She said I was really immature but whatever...oh by the way we just bought a toilet and turned it into a beer bong so come over
I have "you made mistakes last night" written alllll over me.
I managed to fit my wallet, my keys, my phone, Tammy's necklace, and $38.50 all in my bra. and $1.50 is in quarters. go me.
This is a mass text. Surprise drug testing at work today. Either I've finally got to fuck my boss or I've got to quit to make this all go away. Please respond with option a or b.
At one point I went looking for you and found you handcuffed to a chair. I'm pretty sure you handcuffed yourself. I don't know how you got there.
OMG bikini contest at the bar. You can see this one chicks scar from her c-section and I'm pretty sure she is the best of the bunch.
Well I found you sipping ron diaz out of a child's dinosaur cup while sticking your fingers in the guy's fish tank and watching the "pirahnas" snap at your finger and laughing
We got to the party at eleven, and the host was already in the hospital from being stabbed.
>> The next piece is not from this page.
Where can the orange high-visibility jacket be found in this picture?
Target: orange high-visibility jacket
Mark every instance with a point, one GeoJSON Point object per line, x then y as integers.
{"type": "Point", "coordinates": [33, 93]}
And she brought the stabber home with us when we left.
Accidentally gagged on my toothbrush and puked up a Walgreen's cheeseburger. 1) I am not going to be on top of my game tonight. 2) Since when do I have a gag reflex? 3) Walgreen's cheeseburgers are awesome.
Just getting in the shower.... found a "great job" sticker stuck to my boob.
So how was your night?
PS my house is a mess.
pps I have a rash on my face.
I know it's my dream I got hurt enough to leave work but not hurt enough to stop drinking
I feel like I could have been bitchier and missed an opportunity.
Since moving to the suburbs, all I do is fuck my ex and watch cartoons. It's not so bad.